Il est dangereux de trop faire voir à l’homme combien il est égal aux bêtes, sans lui montrer sa grandeur. Il est encore dangereux de lui trop faire voir sa grandeur sans sa bassesse. Il est encore plus dangereux de lui laisser ignorer l’un et l’autre. Mais il est très-avantageux de lui représenter l’un et l’autre[1].

8.

…Que l’homme[2] maintenant s’estime son prix. Qu’il s’aime, car il a en lui une nature capable de bien ; mais qu’il n’aime pas pour cela les bassesses qui y sont. Qu’il se méprise, parce que cette capacité est vide ; mais qu’il ne méprise pas pour cela cette capacité naturelle. Qu’il se haïsse, qu’il s’aime : il a en lui la capacité de connaître la vérité et d’être heureux ; mais il n’a point de vérité, ou constante, ou satisfaisante[3].

Je voudrais donc porter l’homme à désirer d’en trouver, à être prêt, et dégagé des passions, pour la suivre où il la trouvera, sachant combien sa connaissance s’est obscurcie par les passions ; je voudrais bien qu’il haît en soi la concupiscence qui le détermine d’elle-même[4], afin qu’elle ne l’aveuglât point pour faire son choix, et qu’elle ne l’arrêtât point quand il aura choisi.

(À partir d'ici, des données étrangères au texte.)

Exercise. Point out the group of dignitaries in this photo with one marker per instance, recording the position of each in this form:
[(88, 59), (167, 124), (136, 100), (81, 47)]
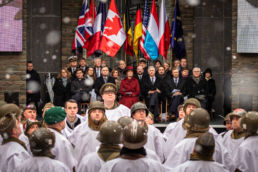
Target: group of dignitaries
[(112, 137), (161, 87)]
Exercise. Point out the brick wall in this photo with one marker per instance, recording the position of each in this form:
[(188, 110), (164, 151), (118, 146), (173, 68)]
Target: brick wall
[(13, 67), (244, 69), (71, 11)]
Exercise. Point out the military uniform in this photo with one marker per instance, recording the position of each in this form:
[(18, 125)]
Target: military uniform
[(232, 139), (196, 124), (201, 159), (118, 110), (13, 151), (42, 140), (63, 149), (247, 153), (110, 138), (87, 131), (133, 155)]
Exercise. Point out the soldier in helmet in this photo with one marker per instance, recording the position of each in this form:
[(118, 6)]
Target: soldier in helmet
[(114, 110), (155, 141), (41, 143), (11, 109), (201, 158), (124, 121), (179, 131), (233, 138), (13, 151), (197, 123), (29, 127), (228, 125), (247, 153), (88, 131), (110, 136), (63, 150), (133, 154)]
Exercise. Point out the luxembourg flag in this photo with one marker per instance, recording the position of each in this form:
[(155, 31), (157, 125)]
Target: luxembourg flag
[(151, 43), (164, 31)]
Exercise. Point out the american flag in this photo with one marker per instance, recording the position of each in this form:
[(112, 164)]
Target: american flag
[(146, 16), (84, 28)]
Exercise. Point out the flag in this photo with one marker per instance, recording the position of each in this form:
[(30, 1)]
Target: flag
[(94, 42), (151, 43), (164, 31), (128, 46), (177, 39), (84, 27), (92, 12), (146, 16), (114, 35), (137, 31)]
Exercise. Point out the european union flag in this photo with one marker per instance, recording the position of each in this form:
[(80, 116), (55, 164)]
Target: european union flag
[(177, 39)]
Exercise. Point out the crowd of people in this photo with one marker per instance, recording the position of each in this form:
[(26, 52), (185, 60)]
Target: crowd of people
[(161, 87), (116, 132), (113, 138)]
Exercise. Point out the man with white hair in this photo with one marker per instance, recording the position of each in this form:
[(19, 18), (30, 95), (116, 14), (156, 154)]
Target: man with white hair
[(97, 67), (195, 87)]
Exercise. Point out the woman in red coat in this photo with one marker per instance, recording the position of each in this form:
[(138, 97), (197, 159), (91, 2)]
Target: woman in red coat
[(129, 89)]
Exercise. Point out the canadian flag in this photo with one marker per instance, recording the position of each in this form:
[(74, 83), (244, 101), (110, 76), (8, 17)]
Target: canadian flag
[(113, 35), (164, 31)]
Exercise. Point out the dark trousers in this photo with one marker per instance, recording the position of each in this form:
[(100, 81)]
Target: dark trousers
[(176, 100)]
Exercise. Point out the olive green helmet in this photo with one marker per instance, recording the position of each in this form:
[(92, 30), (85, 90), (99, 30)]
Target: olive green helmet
[(41, 142), (7, 123), (110, 133), (249, 122), (238, 113), (96, 105), (10, 109), (198, 120), (137, 106), (29, 123), (192, 101), (204, 146), (134, 135), (124, 121)]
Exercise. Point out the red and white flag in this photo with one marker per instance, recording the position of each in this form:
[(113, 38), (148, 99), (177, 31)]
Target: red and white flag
[(164, 31), (114, 35)]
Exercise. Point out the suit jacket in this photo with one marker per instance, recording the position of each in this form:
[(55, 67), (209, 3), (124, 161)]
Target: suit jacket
[(172, 85), (192, 89), (100, 81), (73, 74), (148, 86), (78, 86)]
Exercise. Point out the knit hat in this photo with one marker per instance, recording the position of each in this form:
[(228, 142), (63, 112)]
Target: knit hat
[(55, 115)]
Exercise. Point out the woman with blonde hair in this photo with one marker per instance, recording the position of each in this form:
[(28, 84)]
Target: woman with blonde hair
[(62, 87)]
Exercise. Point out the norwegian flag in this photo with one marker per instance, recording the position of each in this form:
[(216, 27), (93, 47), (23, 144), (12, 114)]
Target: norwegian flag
[(84, 28), (146, 16)]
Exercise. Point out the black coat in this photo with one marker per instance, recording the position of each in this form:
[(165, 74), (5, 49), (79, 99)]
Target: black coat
[(172, 85), (211, 89), (78, 86), (141, 86), (73, 74), (148, 86), (34, 77), (100, 81), (61, 93), (192, 89)]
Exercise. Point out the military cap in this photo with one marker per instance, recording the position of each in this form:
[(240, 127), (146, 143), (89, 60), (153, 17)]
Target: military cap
[(55, 115)]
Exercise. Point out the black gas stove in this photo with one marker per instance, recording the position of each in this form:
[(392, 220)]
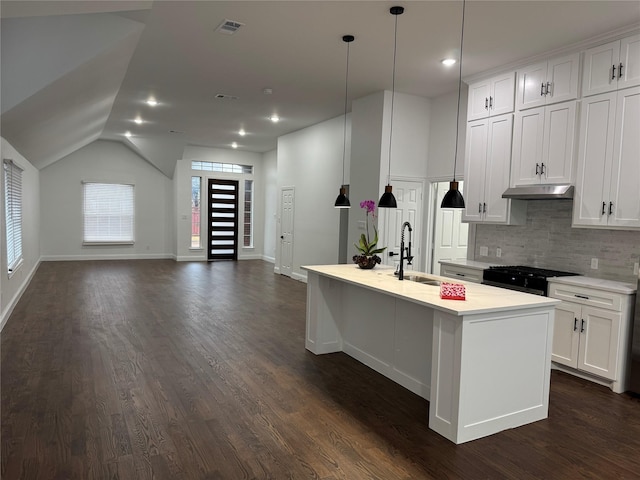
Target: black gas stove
[(522, 278)]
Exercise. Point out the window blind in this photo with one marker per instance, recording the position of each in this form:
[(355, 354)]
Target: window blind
[(13, 213), (108, 211)]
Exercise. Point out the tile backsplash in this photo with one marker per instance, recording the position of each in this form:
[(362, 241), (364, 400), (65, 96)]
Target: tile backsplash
[(548, 241)]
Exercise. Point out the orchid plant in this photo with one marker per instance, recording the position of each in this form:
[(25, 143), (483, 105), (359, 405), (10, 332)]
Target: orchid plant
[(366, 246)]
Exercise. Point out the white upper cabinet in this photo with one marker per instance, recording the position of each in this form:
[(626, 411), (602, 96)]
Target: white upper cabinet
[(608, 176), (487, 167), (548, 82), (543, 145), (494, 96), (611, 66)]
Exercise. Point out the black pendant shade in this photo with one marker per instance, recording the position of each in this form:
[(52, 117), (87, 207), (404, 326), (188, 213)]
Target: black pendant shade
[(387, 200), (342, 201), (453, 198)]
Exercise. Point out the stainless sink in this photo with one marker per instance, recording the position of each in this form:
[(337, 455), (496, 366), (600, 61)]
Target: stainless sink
[(422, 279)]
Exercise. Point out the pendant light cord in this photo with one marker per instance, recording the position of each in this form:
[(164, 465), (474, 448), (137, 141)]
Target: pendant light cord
[(393, 92), (455, 157), (346, 91)]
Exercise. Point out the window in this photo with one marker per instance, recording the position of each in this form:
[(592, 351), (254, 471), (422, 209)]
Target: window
[(108, 213), (248, 213), (195, 212), (13, 213), (222, 167)]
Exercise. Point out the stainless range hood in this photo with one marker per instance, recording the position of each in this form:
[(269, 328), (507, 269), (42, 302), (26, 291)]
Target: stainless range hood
[(539, 192)]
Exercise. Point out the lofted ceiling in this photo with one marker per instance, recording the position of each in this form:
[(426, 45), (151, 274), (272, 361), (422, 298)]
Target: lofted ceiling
[(77, 71)]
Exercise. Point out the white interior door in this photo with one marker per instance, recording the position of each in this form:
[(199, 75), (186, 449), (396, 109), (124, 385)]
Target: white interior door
[(409, 198), (450, 235), (286, 230)]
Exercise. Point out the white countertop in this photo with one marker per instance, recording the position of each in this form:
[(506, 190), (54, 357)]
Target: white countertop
[(479, 298), (468, 263), (597, 283)]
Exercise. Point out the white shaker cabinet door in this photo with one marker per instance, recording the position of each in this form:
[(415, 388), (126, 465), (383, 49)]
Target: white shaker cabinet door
[(498, 168), (475, 166), (624, 198), (595, 151), (562, 78), (630, 60), (558, 157), (528, 136), (598, 75), (503, 100), (531, 86), (600, 330), (566, 334)]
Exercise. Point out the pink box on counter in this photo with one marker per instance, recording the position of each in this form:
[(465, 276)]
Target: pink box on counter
[(452, 291)]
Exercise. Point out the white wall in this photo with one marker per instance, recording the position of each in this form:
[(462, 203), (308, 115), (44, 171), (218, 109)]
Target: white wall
[(270, 200), (182, 179), (61, 204), (310, 160), (370, 150), (443, 135), (11, 288)]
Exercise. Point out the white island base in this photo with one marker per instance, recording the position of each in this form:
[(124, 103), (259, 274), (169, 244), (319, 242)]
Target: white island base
[(482, 363)]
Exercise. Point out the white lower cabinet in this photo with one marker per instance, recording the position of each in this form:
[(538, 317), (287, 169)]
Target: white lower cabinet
[(591, 333)]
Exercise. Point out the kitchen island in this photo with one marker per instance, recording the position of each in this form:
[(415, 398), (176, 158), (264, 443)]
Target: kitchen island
[(483, 363)]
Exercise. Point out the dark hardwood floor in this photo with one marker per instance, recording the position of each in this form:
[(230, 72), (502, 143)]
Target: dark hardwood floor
[(165, 370)]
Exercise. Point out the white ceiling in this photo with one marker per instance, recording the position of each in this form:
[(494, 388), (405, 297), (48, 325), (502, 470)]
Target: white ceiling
[(65, 84)]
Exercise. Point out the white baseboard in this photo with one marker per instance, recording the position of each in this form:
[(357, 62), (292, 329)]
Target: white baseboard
[(150, 256), (300, 277), (14, 301)]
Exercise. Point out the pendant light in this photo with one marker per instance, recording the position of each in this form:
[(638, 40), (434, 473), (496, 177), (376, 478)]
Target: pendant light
[(453, 198), (343, 201), (388, 200)]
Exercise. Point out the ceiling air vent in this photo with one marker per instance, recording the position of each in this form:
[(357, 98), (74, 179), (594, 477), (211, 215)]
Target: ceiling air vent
[(229, 27), (224, 96)]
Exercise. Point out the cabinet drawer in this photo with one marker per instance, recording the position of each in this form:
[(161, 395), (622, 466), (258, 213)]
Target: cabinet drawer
[(586, 296), (461, 273)]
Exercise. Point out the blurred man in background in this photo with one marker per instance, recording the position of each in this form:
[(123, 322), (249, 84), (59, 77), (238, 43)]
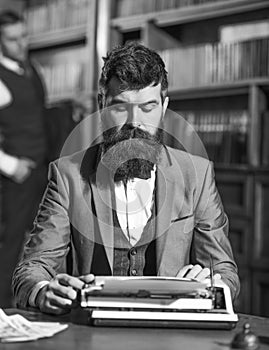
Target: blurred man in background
[(23, 148)]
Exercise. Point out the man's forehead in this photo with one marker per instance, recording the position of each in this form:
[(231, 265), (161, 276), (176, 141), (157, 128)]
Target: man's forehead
[(149, 92)]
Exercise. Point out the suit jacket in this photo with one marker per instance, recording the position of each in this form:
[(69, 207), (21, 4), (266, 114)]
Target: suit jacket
[(190, 223)]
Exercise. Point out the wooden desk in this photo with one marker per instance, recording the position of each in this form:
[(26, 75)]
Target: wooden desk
[(83, 337)]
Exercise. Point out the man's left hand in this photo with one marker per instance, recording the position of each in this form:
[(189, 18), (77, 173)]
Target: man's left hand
[(196, 272)]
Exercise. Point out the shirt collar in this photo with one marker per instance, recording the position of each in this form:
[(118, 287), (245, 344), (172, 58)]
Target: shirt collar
[(11, 64)]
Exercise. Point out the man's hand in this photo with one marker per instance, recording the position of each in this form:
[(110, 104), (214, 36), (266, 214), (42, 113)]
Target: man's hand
[(60, 294), (196, 272), (23, 169)]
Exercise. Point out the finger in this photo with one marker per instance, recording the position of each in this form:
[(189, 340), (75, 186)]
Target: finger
[(194, 272), (58, 301), (89, 278), (67, 280), (203, 274), (52, 309), (217, 277), (62, 291), (184, 270)]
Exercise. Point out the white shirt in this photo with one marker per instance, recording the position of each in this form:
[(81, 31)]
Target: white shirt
[(134, 205), (8, 164)]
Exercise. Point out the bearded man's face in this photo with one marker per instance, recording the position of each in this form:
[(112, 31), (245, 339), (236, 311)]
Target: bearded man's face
[(132, 123)]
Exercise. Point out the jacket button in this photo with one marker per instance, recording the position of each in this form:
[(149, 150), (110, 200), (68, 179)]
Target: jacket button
[(133, 251)]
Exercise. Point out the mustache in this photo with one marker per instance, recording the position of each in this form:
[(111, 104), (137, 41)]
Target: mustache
[(127, 132)]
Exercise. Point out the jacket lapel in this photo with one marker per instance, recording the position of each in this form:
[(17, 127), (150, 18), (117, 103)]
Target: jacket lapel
[(169, 198), (102, 196)]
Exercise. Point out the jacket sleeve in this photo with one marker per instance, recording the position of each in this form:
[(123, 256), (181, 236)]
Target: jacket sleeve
[(211, 234), (45, 252)]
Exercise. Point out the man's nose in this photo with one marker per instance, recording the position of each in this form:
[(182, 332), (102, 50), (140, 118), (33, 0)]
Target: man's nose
[(134, 115)]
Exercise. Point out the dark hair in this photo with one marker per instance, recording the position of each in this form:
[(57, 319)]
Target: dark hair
[(9, 17), (135, 66)]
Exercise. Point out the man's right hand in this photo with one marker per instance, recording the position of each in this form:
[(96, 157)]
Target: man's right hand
[(23, 169), (59, 296)]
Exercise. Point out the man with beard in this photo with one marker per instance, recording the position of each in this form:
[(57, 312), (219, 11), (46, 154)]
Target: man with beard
[(130, 206)]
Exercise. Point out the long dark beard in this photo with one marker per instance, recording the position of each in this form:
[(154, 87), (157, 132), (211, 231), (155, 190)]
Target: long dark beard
[(131, 152)]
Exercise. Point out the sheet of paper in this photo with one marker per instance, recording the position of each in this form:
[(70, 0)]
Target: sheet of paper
[(16, 328)]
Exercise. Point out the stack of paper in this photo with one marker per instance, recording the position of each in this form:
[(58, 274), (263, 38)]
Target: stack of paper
[(16, 328)]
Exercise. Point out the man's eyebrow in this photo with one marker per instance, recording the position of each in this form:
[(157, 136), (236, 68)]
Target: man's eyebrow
[(149, 102), (116, 101)]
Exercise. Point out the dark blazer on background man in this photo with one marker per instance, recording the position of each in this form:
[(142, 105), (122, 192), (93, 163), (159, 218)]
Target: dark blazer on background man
[(190, 223)]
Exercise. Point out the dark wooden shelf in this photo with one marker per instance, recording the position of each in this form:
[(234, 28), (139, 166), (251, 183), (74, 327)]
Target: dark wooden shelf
[(188, 14), (57, 37), (240, 87), (68, 95)]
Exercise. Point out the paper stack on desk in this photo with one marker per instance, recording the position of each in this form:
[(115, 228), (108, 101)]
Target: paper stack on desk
[(158, 301), (16, 328)]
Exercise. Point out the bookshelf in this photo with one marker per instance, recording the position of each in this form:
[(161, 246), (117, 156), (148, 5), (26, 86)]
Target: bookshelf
[(220, 85)]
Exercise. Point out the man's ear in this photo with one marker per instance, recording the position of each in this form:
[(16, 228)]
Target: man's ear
[(165, 105)]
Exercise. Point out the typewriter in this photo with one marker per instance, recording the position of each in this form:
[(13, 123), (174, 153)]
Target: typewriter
[(158, 301)]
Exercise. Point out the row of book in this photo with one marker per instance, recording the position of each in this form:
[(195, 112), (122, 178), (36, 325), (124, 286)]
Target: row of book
[(222, 134), (131, 7), (50, 15), (64, 78), (211, 63)]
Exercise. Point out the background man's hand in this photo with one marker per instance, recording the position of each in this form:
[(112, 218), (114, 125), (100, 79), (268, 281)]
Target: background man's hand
[(196, 272), (23, 169), (60, 295)]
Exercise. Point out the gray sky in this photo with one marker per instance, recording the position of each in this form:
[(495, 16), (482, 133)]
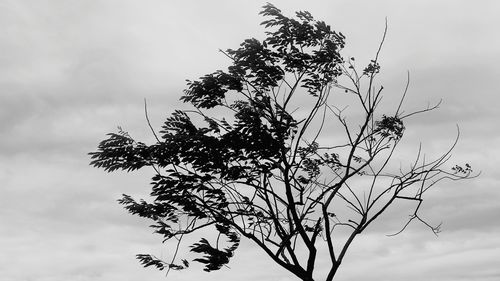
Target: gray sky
[(71, 71)]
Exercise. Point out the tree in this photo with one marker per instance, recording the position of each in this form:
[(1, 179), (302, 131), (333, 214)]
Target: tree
[(266, 155)]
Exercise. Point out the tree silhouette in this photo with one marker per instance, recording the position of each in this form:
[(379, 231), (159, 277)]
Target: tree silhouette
[(267, 154)]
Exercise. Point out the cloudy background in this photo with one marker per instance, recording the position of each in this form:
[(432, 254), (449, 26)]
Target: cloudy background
[(72, 71)]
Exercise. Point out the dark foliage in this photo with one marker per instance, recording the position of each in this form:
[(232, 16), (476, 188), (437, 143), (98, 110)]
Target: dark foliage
[(261, 173)]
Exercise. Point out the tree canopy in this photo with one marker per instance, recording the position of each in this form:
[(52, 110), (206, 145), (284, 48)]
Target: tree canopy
[(267, 155)]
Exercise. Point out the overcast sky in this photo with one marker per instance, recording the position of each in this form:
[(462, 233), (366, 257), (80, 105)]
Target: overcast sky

  1. « L’un et l’autre. » On trouve, à la suite de cette pensée, cette espèce de variante : « Il ne faut pas que l’homme croie qu’il est égal aux bêtes ni aux anges, ni qu’il ignore l’un et l’autre, mais qu’il sache l’un et l’autre. » Cf. vii, 13.
  2. « Que l’homme. » Cette pensée porte en titre : Contrariétés [c’est-à-dire contraires]. Après avoir montré la bassesse et la grandeur de l’homme.
  3. « Satisfaisante. » C’est-à-dire qui puisse rendre heureux. Mais qu’est-ce que cette capacité qui n’est capable de rien ?
  4. « D’elle-même. » C’est-à-dire sans le conseil de son intelligence, de sa raison.